Teaching over the summer

Having found myself in several ‘normal’ university campuses in recent weeks, I’m reminded that most of you have an obvious cycle to the year.

Right now, I imagine you’ve probably put most of your teaching duties to bed, with final assessments done and graduation ceremonies leaving you with the usual dilemma of ‘what goes with a gown?’

I also imagine that you will know of colleagues who see this as the point in the year where they get to focus on the ‘proper bit’ of being an academic: research.

But you’re not like that; you understand that teaching is an integral and essential part of the job too.

So some quick thoughts about this time of year.

Firstly, capture your fine thoughts about your teaching now. As with every class you have, your proximity to that interaction made you think about how you’re doing, and how you could do better.

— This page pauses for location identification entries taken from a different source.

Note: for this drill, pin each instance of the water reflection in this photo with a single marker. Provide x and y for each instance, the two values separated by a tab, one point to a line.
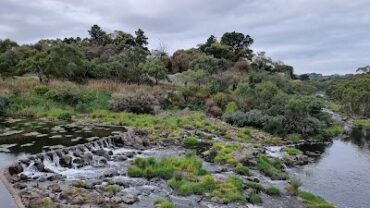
341	173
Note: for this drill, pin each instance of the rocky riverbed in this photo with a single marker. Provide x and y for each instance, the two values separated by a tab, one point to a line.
95	175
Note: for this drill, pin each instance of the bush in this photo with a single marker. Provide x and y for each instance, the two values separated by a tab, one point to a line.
242	170
162	203
273	191
292	151
231	107
65	92
191	142
312	201
255	199
270	168
292	187
134	102
4	101
230	190
40	89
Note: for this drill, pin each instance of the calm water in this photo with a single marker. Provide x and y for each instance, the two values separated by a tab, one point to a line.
20	138
342	173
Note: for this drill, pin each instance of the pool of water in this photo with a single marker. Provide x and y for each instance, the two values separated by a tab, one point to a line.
341	174
20	138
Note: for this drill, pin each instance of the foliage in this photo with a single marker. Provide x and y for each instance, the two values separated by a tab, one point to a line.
242	170
292	151
134	102
270	168
312	201
353	94
162	203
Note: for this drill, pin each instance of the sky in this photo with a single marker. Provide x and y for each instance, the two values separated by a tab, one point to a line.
321	36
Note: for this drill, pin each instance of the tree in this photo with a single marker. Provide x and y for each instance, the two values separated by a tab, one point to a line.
141	39
211	40
67	62
98	36
7	44
38	63
365	69
155	69
206	63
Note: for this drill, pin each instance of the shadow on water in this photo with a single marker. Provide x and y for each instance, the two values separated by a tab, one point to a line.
340	173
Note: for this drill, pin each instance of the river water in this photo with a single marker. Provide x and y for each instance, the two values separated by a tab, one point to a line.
21	138
341	174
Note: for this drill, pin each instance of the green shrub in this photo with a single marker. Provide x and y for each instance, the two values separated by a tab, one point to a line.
292	187
191	142
294	137
4	101
229	190
255	199
40	89
134	102
242	170
272	191
312	201
162	203
292	151
257	186
271	168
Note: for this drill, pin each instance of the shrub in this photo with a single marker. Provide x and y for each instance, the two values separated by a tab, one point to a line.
242	170
270	168
272	191
292	187
294	137
4	101
65	92
134	102
40	89
231	107
242	65
292	151
312	201
257	186
255	199
162	203
191	142
230	190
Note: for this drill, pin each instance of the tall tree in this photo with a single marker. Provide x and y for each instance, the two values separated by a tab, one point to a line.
97	35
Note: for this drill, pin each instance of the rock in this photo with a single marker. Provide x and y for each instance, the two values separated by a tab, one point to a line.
66	161
129	198
15	169
55	188
20	186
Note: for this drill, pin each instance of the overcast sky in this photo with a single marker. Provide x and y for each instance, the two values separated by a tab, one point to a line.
323	36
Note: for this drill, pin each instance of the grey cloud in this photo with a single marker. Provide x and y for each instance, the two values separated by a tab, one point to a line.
326	36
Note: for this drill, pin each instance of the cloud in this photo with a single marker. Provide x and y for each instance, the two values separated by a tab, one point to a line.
324	36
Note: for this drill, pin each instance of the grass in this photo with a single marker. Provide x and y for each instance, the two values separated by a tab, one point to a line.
271	168
162	203
292	151
294	137
336	129
272	191
229	190
191	142
313	201
190	165
242	170
223	153
255	199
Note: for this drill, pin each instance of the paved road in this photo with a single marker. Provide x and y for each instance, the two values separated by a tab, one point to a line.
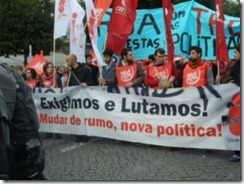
107	160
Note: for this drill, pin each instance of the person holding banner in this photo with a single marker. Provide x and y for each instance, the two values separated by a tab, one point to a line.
159	74
128	72
93	69
197	72
79	75
31	77
235	74
48	80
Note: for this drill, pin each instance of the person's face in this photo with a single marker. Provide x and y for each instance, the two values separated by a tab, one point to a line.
50	69
129	56
28	74
107	59
165	59
237	55
69	61
159	58
194	55
89	60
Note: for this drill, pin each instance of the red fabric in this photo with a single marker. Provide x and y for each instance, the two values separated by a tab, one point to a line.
116	42
151	78
168	11
126	74
94	58
122	17
37	63
195	76
101	7
32	83
221	48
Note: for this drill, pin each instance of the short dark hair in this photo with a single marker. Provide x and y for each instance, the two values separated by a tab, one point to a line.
151	56
88	55
196	48
237	47
125	51
159	50
33	72
108	52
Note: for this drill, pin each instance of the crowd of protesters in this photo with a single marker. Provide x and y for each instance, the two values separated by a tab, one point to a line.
155	72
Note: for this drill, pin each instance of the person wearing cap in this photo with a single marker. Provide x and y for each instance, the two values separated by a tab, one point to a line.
178	64
197	72
128	72
159	70
108	71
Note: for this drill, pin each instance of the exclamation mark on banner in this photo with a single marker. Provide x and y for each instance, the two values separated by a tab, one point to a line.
219	126
205	104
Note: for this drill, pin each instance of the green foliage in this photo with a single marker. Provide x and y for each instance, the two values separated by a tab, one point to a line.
230	7
25	22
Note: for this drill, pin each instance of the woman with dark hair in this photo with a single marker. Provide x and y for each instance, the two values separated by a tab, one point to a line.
31	77
48	80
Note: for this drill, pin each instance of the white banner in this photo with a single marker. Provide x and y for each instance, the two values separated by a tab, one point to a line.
179	117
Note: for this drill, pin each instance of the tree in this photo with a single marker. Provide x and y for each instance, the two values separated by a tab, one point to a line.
230	7
25	23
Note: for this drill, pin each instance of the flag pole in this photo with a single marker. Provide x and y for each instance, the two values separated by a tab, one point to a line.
54	65
100	67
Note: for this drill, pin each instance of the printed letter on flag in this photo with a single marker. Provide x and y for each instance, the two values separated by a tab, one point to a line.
101	7
221	48
167	11
77	34
121	23
92	28
61	18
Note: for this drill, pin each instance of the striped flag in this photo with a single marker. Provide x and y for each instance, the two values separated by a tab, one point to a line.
61	18
167	12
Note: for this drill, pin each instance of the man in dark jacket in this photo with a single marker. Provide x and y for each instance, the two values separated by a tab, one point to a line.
80	75
235	74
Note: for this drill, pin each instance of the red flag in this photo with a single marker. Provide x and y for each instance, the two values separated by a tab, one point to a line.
101	7
221	48
168	11
37	63
94	58
122	17
120	25
116	42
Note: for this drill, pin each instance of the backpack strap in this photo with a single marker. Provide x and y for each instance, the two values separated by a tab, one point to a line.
18	88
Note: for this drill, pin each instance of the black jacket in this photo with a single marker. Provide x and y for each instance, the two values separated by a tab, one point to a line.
82	73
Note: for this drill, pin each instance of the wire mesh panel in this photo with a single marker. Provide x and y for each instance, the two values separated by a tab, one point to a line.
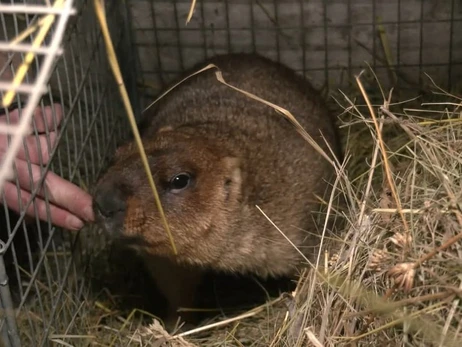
328	41
42	288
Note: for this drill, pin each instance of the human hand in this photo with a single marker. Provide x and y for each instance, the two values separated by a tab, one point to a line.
69	206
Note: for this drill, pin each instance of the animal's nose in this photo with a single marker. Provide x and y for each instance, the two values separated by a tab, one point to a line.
108	200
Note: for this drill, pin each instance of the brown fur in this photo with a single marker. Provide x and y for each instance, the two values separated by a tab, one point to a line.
242	154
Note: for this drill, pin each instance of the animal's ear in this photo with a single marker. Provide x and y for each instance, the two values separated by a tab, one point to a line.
233	178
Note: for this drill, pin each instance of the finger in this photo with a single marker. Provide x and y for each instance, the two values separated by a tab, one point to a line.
44	118
60	191
56	216
37	147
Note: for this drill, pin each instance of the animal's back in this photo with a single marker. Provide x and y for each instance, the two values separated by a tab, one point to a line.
282	172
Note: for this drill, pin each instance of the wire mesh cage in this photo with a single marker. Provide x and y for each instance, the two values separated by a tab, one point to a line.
70	86
327	41
42	285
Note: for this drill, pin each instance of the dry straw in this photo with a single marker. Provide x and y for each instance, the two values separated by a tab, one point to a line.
395	280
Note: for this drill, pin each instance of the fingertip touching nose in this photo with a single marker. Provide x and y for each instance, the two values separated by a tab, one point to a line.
109	200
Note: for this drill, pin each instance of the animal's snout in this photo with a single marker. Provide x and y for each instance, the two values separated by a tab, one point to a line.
109	200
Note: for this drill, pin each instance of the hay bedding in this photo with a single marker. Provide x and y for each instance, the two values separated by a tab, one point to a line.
395	280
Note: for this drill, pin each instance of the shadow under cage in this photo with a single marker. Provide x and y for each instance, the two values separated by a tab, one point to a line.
42	289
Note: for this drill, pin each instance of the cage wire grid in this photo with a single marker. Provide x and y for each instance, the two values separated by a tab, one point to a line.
42	287
327	41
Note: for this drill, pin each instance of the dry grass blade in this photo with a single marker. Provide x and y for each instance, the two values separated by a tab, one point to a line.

Making a note of that as you go is ideal, but now, with the whole year just behind you, is also a great moment to take stock, while it’s still fresh in your mind.

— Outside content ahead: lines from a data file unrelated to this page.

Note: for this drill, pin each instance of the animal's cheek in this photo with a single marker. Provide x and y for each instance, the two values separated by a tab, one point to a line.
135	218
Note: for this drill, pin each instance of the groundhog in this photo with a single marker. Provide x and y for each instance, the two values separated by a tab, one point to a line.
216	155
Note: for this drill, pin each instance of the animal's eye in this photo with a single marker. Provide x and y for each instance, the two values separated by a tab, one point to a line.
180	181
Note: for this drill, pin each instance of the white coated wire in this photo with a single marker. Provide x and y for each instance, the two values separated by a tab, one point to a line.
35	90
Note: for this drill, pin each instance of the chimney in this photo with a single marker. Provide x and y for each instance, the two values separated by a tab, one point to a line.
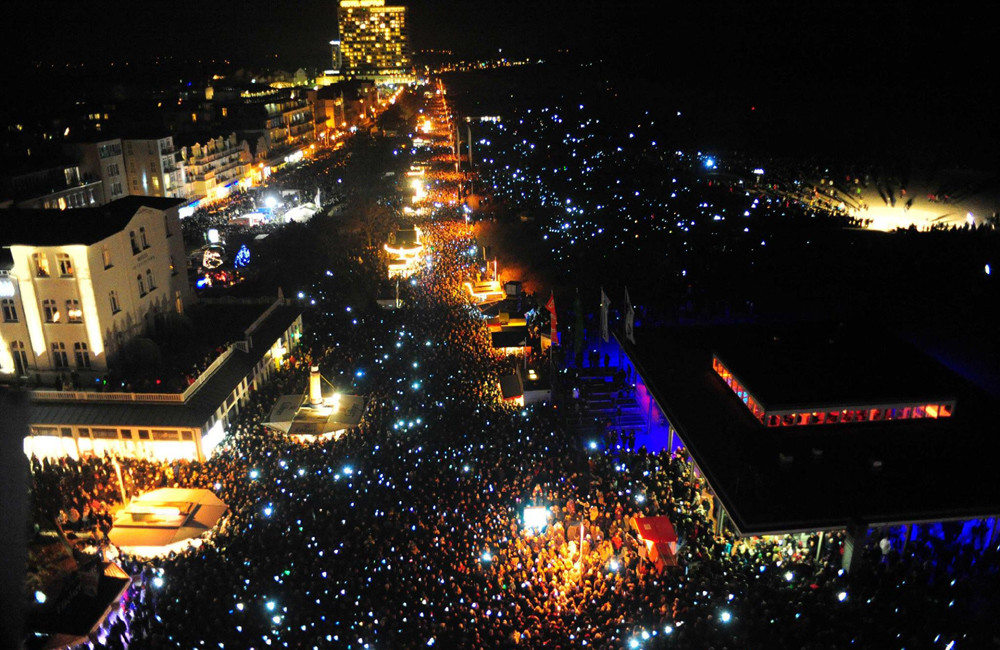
315	390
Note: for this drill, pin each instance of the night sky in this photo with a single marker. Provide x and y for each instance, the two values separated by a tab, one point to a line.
893	41
909	66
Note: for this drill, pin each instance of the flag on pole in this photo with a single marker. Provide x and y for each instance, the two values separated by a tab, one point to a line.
629	318
605	303
551	306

Waiting until just before the start of the new academic year is likely to result in several good ideas getting lost, or just trampled in the rush.

So the second thought is to avoid the trampling.

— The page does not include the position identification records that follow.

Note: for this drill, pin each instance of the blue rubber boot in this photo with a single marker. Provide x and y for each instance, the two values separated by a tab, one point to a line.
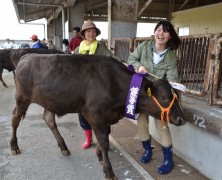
168	163
147	155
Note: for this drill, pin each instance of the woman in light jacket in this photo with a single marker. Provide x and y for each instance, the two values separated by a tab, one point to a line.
90	46
157	56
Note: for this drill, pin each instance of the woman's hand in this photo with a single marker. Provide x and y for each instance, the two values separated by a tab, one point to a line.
142	70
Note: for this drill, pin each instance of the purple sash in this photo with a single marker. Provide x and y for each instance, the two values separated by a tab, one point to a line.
133	94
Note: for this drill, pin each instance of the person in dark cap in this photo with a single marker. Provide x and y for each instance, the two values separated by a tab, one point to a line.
76	40
91	46
65	42
37	43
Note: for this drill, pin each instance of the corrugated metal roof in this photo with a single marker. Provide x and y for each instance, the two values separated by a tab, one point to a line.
149	10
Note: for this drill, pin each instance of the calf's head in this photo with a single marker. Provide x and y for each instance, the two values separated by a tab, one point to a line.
163	102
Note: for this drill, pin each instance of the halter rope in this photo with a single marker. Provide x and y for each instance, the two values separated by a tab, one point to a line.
163	110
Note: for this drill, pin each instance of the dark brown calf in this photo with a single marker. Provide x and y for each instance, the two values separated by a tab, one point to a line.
95	86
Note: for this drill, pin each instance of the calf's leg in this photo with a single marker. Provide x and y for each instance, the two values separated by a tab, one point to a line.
49	118
103	143
1	79
18	112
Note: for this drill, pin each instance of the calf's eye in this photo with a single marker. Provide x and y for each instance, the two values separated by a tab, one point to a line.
164	97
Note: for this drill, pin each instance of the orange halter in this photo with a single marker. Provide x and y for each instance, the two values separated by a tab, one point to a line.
167	110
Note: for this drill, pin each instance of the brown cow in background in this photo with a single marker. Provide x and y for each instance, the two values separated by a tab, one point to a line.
9	58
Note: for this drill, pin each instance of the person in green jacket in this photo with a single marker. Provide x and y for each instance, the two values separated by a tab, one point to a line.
157	57
91	46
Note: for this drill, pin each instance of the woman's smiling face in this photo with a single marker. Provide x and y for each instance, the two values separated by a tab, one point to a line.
161	37
90	34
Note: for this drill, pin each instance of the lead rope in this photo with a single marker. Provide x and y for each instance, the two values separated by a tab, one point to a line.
163	110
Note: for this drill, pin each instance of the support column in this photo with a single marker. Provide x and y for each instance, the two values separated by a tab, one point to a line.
122	19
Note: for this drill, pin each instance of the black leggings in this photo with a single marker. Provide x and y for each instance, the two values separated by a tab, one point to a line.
86	126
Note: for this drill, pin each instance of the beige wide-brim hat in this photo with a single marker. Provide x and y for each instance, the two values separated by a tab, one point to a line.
87	25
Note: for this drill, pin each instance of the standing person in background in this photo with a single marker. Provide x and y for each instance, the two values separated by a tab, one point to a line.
76	40
51	45
91	46
157	57
37	43
8	44
65	42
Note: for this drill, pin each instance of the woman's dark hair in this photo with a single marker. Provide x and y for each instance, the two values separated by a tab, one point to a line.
174	42
65	41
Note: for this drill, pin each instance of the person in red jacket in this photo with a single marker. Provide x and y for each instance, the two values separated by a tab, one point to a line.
76	40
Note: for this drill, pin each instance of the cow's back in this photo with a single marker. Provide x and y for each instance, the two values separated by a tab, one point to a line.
16	54
64	82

Update handbooks/syllabi/VLE/etc now, as much as you can. Again, you’ll have the thoughts of the last use fresher in your mind and even if you can do it all until someone in a back office works out the timetable, you can certainly ease the load.

And maybe next year you might try creating a living draft of the 2024-5 materials, to make that even smoother.

Finally, now is a good time to work on whatever bigger teaching project you might have.

Maybe that’s trying out a new thing in class, or a switch to flipped, or a restructuring of sessions. All these macro changes take time and effort, so you can’t really leave them until later.

And if you want to make some more of it, think about writing a paper/blogpost about the changes: you get a research output, plus you like about how you embed data collection, plus an editor out there [waves] will love to hear from you, plus colleagues elsewhere will benefit from your insights.

What’s not to like?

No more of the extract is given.